(Bloomberg) -- Deutsche Bank AG’s accidental payment of 28 billion euros ($35 billion) to Eurex Clearing increased the collateral held by the world’s fourth-largest clearinghouse by more than half.
Deutsche Bank’s payment, first reported by Bloomberg News, was equivalent to 55 percent of the collateral held by Eurex Clearing on behalf of the entire market. Almost every trading firm and bank uses Eurex Clearing to protect their bets on securities ranging from bund derivatives to futures on the DAX and Euro Stoxx 50 equity benchmarks.

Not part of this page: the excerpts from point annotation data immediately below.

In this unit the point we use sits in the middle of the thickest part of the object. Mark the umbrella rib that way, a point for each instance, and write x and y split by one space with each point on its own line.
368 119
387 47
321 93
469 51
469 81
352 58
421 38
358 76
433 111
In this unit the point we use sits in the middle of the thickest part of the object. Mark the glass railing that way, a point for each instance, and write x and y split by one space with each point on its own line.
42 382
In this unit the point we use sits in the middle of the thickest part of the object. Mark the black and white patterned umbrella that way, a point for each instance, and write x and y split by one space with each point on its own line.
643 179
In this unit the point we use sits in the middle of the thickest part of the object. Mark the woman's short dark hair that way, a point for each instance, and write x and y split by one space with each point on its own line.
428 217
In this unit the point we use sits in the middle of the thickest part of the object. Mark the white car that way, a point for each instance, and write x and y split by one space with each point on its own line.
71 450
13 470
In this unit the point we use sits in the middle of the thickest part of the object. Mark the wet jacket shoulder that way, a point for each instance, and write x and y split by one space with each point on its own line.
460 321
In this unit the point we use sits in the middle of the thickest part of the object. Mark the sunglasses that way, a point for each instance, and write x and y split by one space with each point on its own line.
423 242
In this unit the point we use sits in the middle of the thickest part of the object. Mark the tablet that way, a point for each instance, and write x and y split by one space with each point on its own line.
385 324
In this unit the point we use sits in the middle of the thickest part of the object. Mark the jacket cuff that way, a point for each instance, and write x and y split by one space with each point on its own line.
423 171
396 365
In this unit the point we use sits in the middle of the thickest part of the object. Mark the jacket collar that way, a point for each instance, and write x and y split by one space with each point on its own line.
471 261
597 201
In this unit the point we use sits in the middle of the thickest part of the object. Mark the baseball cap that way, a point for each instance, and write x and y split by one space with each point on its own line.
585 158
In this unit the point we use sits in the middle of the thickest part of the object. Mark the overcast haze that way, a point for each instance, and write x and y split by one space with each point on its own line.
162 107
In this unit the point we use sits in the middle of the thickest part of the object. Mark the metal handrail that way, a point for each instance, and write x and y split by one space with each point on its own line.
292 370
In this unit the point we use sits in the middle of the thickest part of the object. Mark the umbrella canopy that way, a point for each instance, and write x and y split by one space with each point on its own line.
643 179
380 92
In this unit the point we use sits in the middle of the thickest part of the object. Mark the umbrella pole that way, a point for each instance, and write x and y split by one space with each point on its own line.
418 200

The clearinghouse, which like Deutsche Bank is based in Frankfurt, held cash and bonds worth 51.3 billion euros at the end of 2017, according to a regulatory filing. Clearinghouses aren’t responsible for monitoring collateral payments made by their banks, and many member firms supply more than the minimum collateral -- or initial margin as it’s also known -- to cushion themselves against changes in the value of their derivatives.
Eurex Clearing, which is owned by Deutsche Boerse, spotted the erroneous Deutsche Bank transaction shortly after it was made and returned 24 billion euros within minutes, according to a person familiar with the matter, who asked not to be identified because the matter is private. The remaining 4 billion euros were returned after the long Easter weekend, the person added.
Clearinghouses ensure that traders still get paid if their counterparties default.